There's an autocorrection feature as well that will automatically adjust the shadow and highlight points for you. Hold down the Shift key while clicking on Auto to adjust all channels together to adjust contrast only. Without the Shift key each channel is adjusted individually. By right-mouse clicking on the Auto button you can alter the percentage of clipping of shadows and highlights that will occur. Higher values will result in more contrasty images.
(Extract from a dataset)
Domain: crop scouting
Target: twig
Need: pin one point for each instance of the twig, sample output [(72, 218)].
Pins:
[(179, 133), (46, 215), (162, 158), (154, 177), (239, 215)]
Below the preview image is a histogram display which is based on whatever the preview is showing. If you have zoomed into only a portion of the image, the histogram will reflect only that portion. The histogram normally shows as what SmartCurve calls a "smart histogram," which uses a higher accuracy method to smooth out any peaks and gaps that may have resulted from the curve adjustment, a common problem when editing 8-bit images. Single-clicking with your mouse on the histogram graph will turn on grid lines over the histogram. Clicking again will switch to a normal (non "smart") histogram. Clicking one more time with your mouse will display a normal histogram with a grid, and clicking one more time will get you back the default smart histogram. You can cycle through all four views by just repeatedly clicking.

You can save and re-load curves as standard *.acv files that are compatible with Photoshop's Curves feature. If you adjust one image and save its curve this way, you can then apply it to a batch of images since Elements will list the last filter used as the first entry on the Filter menu. After manually adjusting one image, you can apply the same curve to other open images by selecting SmartCurve at the top of the Filter menu or by using the keyboard equivalent Control-F.

While you won't need them much for photographic adjustments, the SmartCurve control can be changed from being a smooth curve to one that allows for sharp turns or one that allows you to hand-draw any shape you like. Not my cup of tea, but fun for pop art experiments perhaps. You can use the Smooth button to progressively tone down the sharp corners as needed. When drawing with sharp corners, the Smooth button replaces the normal Auto button.

As an added bonus, the entire SmartCurve window can be resized as big as you want. The preview image will automatically resize with it to fit. If you have a big monitor, you will definitely appreciate the ability to have a big preview image since the main image isn't a live preview as it is for the most adjustments built into Elements. You can also zoom in or out on using the controls underneath the preview image.

Unfortunately, due to how it was written SmartCurve runs on Windows only, so you Mac OS users will have to look elsewhere for Curves. It also won't run as an adjustment layer, so once you apply the curve you are committed to it unless you resort to the Undo History palette. It does support both 8-bit and 16-bit images which is great now that Elements has improved support for 16-bit mode. If you want, it will also work with Element's big brother Photoshop CS2. Most users of the full version of Photoshop will find all they need in the built in Curves capability, but if you use both Elements and Photoshop, having the same Curves feature in each may make sense for you.

Curvemeister works too, but at $79.95, it's a bit much for many Elements users. If would be great if Mike Russell would release a Curvemeister Lite version to better satisfy this need. If the price of the full version does fit your budget though, the program has many unique features that make learning Curves easy and downright fun.

And yes, Elements 5 does have a Curves feature built-in, but it's limited to a small number of predefined curves, so I can't recommend it for much.

Update 2008-01-08 - It's worth mentioning that SmartCurve works in the new Photoshop Elements 6 as well. Good news for those upgrading.